Meditation Is Boring
Rupert Wolfe-Murray
Editor at Castle Craig addiction rehab clinic
Meditation is a word that fills me with a sense of boredom. The word reminds me of sincere couples sitting cross-legged on the floor of a Buddhist monastery, of calm, well-travelled middle class people who have a bookshelf full of profound volumes on the subject. These people give off a sense of calm that can come across as a bit staid.
Don’t get me wrong, I think meditation is great — it’s the best tool for dealing with the pressures of 21st century life — but the people I associate with these activities, and the organizations that serve this growing market of self-aware souls, all strike me as rather boring. This is my prejudice, my hangup, my problem, but I can’t help thinking that most people share my disdain, and this might explain why meditation and mindfulness (a modern version of the same thing) are only practiced on the fringes of society.

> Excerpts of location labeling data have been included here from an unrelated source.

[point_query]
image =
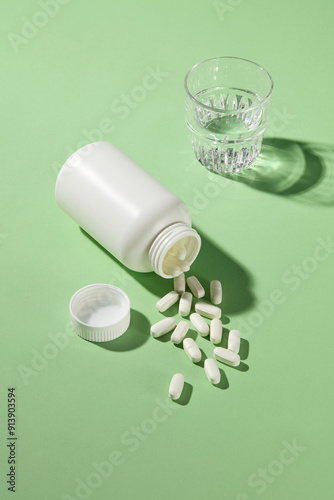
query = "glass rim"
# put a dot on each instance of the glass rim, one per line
(229, 111)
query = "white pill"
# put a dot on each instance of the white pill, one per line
(180, 283)
(162, 327)
(199, 324)
(180, 332)
(167, 301)
(212, 371)
(192, 350)
(233, 343)
(225, 356)
(216, 292)
(195, 287)
(176, 386)
(208, 310)
(185, 303)
(216, 331)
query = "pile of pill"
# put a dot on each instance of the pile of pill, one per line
(203, 310)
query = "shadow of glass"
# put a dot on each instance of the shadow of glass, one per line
(211, 263)
(186, 395)
(300, 170)
(223, 384)
(137, 334)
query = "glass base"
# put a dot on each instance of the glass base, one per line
(226, 158)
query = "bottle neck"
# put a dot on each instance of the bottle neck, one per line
(174, 250)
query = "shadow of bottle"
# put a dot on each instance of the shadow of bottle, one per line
(299, 170)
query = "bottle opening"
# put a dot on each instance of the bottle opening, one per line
(180, 256)
(174, 250)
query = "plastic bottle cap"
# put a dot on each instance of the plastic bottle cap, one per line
(100, 312)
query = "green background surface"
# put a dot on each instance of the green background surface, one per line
(264, 235)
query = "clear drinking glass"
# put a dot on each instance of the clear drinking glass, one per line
(227, 111)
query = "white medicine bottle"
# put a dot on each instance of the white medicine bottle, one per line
(137, 219)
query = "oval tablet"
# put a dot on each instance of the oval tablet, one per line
(212, 371)
(225, 356)
(216, 292)
(195, 287)
(199, 324)
(216, 331)
(180, 332)
(167, 301)
(180, 283)
(162, 327)
(185, 303)
(192, 350)
(208, 310)
(233, 343)
(176, 386)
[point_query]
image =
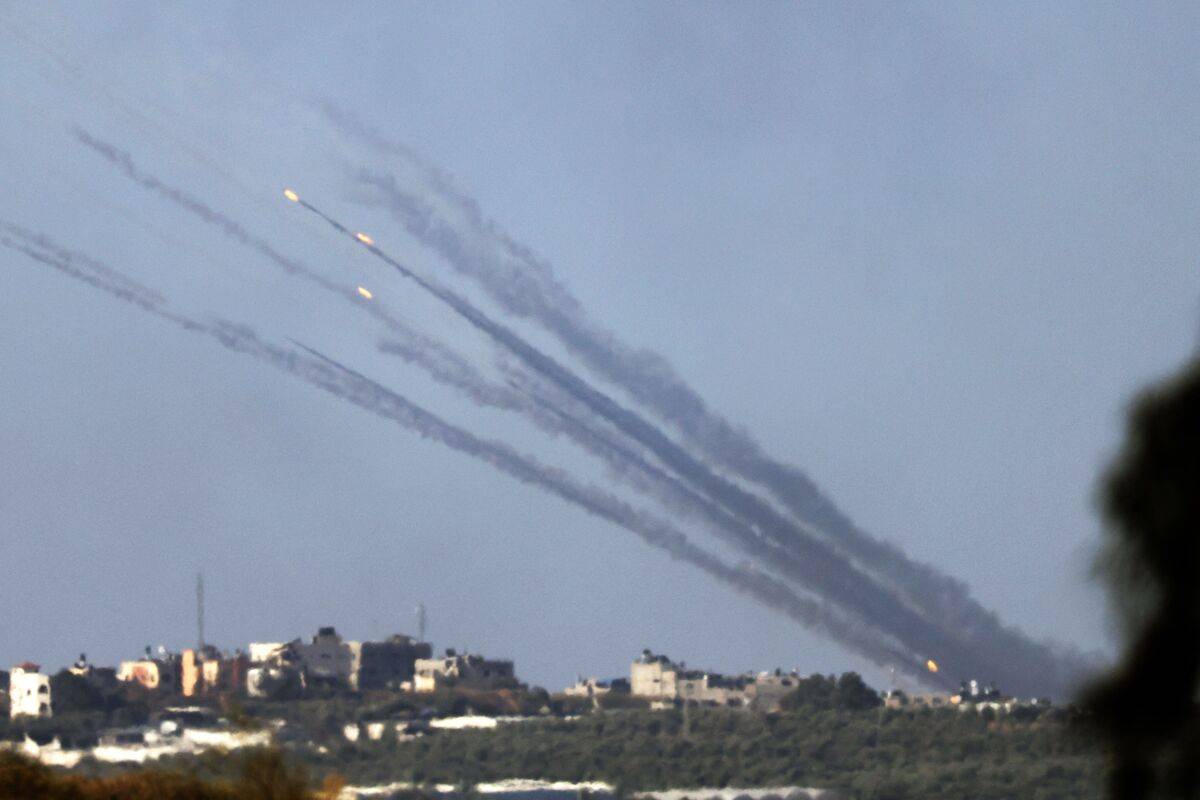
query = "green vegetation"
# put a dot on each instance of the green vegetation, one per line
(832, 733)
(258, 775)
(865, 753)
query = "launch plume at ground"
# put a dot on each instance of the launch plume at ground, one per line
(447, 220)
(354, 388)
(683, 482)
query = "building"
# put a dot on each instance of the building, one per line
(391, 662)
(900, 699)
(588, 687)
(155, 674)
(330, 660)
(275, 671)
(209, 669)
(660, 680)
(325, 659)
(465, 671)
(29, 692)
(654, 677)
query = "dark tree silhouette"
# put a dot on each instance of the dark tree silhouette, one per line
(1146, 708)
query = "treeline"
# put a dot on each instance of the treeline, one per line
(256, 775)
(923, 755)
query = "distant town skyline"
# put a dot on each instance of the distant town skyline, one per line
(928, 256)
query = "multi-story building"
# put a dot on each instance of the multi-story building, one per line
(654, 677)
(658, 679)
(156, 674)
(465, 671)
(391, 662)
(29, 691)
(209, 669)
(588, 687)
(331, 660)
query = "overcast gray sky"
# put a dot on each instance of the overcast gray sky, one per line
(927, 252)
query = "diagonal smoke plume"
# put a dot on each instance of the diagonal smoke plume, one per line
(810, 561)
(814, 564)
(354, 388)
(523, 284)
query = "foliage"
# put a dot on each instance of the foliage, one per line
(1146, 709)
(864, 753)
(261, 775)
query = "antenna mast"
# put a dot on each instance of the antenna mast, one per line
(199, 608)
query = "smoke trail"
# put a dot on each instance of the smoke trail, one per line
(525, 396)
(811, 563)
(525, 284)
(352, 386)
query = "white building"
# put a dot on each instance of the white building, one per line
(29, 691)
(455, 669)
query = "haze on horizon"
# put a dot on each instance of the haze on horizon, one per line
(928, 258)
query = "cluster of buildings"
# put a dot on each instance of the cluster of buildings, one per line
(971, 696)
(273, 669)
(286, 669)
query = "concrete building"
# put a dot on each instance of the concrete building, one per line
(29, 692)
(900, 699)
(654, 677)
(466, 671)
(329, 659)
(391, 662)
(660, 680)
(588, 687)
(209, 671)
(156, 674)
(275, 669)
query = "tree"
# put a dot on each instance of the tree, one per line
(1146, 707)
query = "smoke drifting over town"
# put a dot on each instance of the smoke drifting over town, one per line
(821, 553)
(346, 384)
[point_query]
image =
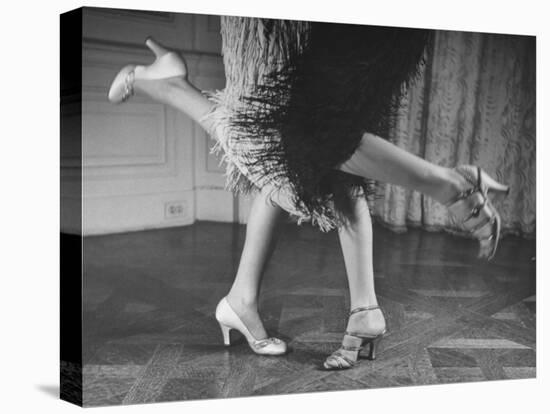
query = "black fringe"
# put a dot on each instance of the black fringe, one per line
(313, 112)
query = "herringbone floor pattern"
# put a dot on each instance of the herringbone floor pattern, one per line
(150, 334)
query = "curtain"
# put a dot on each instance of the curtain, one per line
(474, 103)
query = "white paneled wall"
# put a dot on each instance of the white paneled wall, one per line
(144, 164)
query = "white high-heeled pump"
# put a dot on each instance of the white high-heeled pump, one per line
(228, 320)
(168, 64)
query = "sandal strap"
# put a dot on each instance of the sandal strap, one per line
(338, 355)
(351, 348)
(363, 309)
(128, 85)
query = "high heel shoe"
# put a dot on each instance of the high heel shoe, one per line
(228, 320)
(354, 342)
(167, 64)
(472, 210)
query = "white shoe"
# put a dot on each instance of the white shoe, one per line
(228, 320)
(168, 64)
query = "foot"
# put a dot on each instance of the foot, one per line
(365, 327)
(472, 210)
(371, 323)
(167, 65)
(248, 313)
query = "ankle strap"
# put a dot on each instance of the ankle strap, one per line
(363, 309)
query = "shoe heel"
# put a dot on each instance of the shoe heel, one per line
(372, 348)
(226, 336)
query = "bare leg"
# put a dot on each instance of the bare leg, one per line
(258, 246)
(356, 243)
(178, 93)
(182, 95)
(380, 160)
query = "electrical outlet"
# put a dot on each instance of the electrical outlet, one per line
(175, 209)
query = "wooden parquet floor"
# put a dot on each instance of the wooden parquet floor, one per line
(150, 333)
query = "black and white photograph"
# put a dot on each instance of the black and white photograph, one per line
(271, 206)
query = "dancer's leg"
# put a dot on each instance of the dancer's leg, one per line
(178, 93)
(380, 160)
(356, 243)
(258, 246)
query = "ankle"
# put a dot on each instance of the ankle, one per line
(452, 184)
(242, 301)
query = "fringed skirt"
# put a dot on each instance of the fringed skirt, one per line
(298, 98)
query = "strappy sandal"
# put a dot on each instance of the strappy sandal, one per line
(472, 210)
(354, 342)
(167, 64)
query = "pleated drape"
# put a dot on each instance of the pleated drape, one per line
(474, 103)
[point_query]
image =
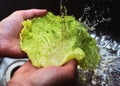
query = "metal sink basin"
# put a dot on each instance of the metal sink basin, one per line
(7, 67)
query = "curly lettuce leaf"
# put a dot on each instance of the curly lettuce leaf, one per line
(53, 40)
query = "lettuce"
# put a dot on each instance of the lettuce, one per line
(53, 40)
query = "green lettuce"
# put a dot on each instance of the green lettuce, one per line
(53, 40)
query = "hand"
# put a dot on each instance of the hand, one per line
(10, 29)
(28, 75)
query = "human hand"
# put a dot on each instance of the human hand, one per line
(10, 29)
(28, 75)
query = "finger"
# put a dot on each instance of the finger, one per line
(33, 13)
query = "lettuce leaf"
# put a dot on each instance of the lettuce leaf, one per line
(53, 40)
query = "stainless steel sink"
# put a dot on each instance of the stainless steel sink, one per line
(7, 67)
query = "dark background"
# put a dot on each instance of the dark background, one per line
(75, 7)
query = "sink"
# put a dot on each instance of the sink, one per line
(7, 67)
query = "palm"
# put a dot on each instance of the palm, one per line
(48, 76)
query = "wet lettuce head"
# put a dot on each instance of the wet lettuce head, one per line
(53, 40)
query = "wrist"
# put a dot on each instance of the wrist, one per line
(17, 83)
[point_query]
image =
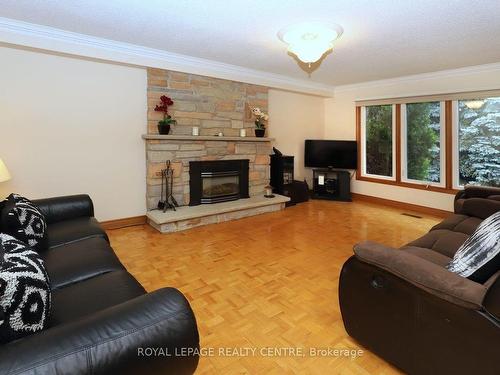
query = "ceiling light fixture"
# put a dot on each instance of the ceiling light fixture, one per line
(474, 104)
(309, 41)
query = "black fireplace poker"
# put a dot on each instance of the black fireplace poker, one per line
(167, 200)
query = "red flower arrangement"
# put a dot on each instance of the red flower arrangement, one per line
(164, 125)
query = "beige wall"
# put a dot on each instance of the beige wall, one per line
(340, 121)
(71, 126)
(294, 118)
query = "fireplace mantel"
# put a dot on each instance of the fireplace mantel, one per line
(170, 137)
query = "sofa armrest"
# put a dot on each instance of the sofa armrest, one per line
(65, 208)
(423, 274)
(122, 339)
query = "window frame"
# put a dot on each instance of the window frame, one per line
(455, 142)
(362, 147)
(448, 187)
(442, 147)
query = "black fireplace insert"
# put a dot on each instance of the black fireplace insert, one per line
(217, 181)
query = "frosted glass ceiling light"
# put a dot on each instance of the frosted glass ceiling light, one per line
(310, 40)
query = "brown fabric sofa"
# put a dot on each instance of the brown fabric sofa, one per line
(406, 307)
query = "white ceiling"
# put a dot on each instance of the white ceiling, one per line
(382, 38)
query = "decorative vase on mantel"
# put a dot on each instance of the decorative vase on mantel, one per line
(163, 128)
(164, 125)
(260, 133)
(260, 119)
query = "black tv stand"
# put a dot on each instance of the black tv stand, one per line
(332, 184)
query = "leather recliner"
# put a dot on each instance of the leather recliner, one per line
(405, 306)
(102, 320)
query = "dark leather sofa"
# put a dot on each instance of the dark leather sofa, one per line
(404, 306)
(102, 319)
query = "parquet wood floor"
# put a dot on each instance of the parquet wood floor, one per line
(269, 281)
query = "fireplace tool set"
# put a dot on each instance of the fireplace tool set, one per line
(167, 200)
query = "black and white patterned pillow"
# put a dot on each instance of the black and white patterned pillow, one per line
(25, 298)
(24, 221)
(479, 256)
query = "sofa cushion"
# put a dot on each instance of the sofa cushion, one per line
(423, 274)
(24, 221)
(428, 254)
(80, 260)
(480, 207)
(25, 296)
(445, 242)
(92, 295)
(69, 231)
(459, 223)
(479, 257)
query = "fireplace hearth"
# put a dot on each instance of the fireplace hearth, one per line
(218, 181)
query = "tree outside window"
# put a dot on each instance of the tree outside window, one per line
(479, 141)
(379, 140)
(423, 128)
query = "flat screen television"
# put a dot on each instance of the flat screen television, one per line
(331, 154)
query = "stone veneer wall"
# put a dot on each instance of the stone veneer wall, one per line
(215, 106)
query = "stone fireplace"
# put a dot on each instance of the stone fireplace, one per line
(210, 172)
(217, 181)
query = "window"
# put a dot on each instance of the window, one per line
(423, 143)
(437, 142)
(477, 142)
(378, 146)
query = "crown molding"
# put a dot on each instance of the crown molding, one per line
(56, 40)
(494, 67)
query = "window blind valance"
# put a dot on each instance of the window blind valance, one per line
(468, 95)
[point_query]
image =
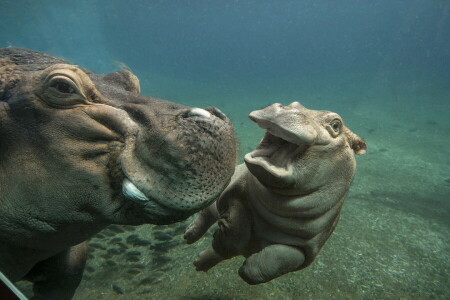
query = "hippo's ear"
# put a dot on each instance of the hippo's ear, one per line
(356, 143)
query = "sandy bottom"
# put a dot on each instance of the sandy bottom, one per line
(392, 241)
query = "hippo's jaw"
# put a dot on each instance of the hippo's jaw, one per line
(271, 161)
(291, 132)
(186, 172)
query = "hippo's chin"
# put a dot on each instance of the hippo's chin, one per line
(271, 162)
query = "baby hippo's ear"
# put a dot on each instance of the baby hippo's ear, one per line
(356, 143)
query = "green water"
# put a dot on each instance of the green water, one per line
(387, 74)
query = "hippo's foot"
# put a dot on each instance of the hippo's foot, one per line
(207, 259)
(271, 262)
(201, 224)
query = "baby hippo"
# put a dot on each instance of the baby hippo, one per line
(283, 204)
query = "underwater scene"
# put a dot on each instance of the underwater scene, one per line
(373, 76)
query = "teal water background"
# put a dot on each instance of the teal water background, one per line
(384, 66)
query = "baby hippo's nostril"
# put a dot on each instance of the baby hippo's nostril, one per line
(198, 112)
(216, 112)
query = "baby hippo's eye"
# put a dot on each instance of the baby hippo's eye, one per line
(336, 125)
(62, 87)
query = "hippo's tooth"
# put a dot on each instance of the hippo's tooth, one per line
(199, 112)
(132, 192)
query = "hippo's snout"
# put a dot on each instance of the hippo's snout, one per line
(180, 162)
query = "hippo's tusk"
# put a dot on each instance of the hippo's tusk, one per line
(132, 192)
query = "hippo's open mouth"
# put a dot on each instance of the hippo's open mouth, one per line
(274, 155)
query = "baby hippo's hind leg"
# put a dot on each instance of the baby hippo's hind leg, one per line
(271, 262)
(201, 224)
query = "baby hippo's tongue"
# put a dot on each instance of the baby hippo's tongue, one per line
(286, 122)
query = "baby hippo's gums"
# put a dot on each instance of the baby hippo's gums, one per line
(284, 202)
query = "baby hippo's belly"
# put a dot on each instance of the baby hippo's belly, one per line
(305, 222)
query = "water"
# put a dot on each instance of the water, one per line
(384, 66)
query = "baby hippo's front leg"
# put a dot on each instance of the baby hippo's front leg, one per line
(271, 262)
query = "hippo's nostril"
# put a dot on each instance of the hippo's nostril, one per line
(197, 112)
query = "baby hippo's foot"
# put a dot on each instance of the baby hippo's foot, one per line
(271, 262)
(207, 259)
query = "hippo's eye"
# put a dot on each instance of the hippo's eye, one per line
(336, 125)
(62, 89)
(63, 85)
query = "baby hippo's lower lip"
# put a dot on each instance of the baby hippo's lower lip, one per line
(130, 191)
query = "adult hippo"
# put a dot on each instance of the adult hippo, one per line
(79, 151)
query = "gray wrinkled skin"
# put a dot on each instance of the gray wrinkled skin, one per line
(284, 202)
(79, 151)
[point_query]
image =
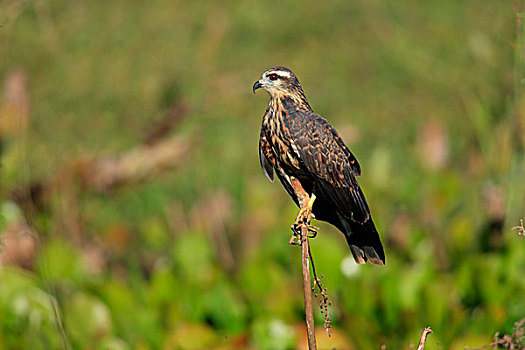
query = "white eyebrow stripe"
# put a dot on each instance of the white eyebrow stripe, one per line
(282, 73)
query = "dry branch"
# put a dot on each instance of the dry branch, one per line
(307, 287)
(423, 338)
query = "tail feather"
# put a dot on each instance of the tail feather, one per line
(364, 242)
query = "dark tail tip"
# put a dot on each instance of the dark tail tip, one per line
(368, 254)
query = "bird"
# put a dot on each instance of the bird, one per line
(314, 165)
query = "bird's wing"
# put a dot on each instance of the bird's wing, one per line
(266, 157)
(332, 166)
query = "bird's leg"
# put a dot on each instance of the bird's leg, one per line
(305, 212)
(303, 218)
(306, 203)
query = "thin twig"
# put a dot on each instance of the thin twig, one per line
(423, 339)
(309, 314)
(520, 228)
(324, 302)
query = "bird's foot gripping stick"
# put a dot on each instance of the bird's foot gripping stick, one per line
(303, 218)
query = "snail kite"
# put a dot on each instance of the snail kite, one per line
(314, 165)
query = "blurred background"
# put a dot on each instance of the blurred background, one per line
(134, 213)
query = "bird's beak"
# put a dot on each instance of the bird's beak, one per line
(257, 85)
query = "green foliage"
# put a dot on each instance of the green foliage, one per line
(428, 95)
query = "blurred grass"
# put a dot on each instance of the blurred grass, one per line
(427, 95)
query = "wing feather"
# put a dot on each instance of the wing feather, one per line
(266, 157)
(333, 167)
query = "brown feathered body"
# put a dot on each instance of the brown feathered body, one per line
(309, 157)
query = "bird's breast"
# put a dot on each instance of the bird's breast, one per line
(277, 125)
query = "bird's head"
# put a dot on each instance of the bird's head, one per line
(279, 81)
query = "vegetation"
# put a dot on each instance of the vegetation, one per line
(193, 252)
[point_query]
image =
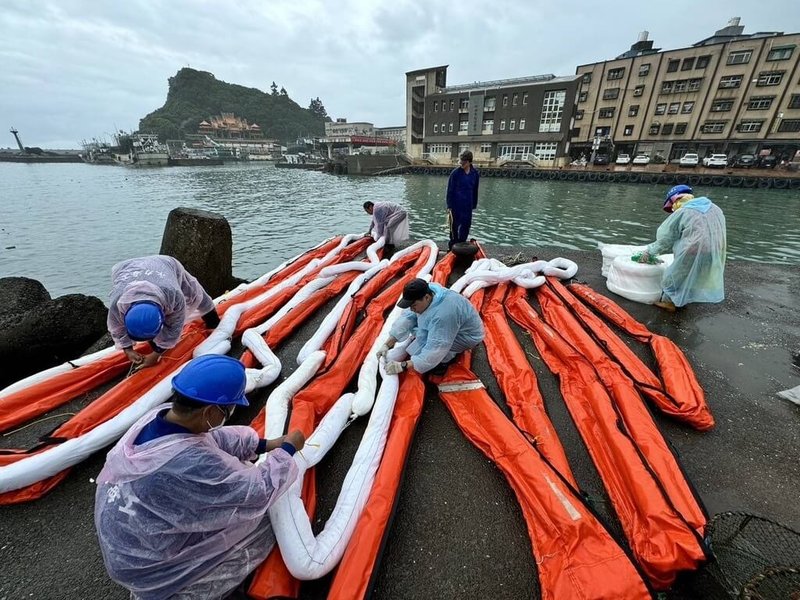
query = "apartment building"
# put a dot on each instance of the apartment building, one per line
(732, 92)
(515, 119)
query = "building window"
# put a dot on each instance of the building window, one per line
(615, 74)
(552, 111)
(721, 106)
(730, 81)
(782, 53)
(713, 127)
(760, 102)
(546, 150)
(606, 113)
(789, 126)
(739, 57)
(750, 126)
(767, 78)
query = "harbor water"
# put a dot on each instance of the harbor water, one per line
(67, 224)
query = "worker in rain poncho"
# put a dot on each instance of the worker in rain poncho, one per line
(389, 220)
(180, 511)
(150, 300)
(695, 233)
(440, 324)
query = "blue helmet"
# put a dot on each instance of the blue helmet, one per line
(212, 379)
(144, 320)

People say that I look younger than my age (48) and I put this down to the fact that I have incorporated into my life a few simple meditation practices that are remarkably effective at defusing (as in defusing a bomb) all the stress, worry and pressure that can so easily become overwhelming. The key meditation skill is “letting go” — the act of visualizing every thought (and worry, anxiety, fear) as it comes into your fevered brain, and then letting it float away. If you can do this when meditating (which you can do in a chair; the lotus position is not obligatory) you have a simple way of sluicing out the stress from your system. I visualize ideas as soap bubbles that rise out of the top of my head, look pretty for a few moments, and then pop.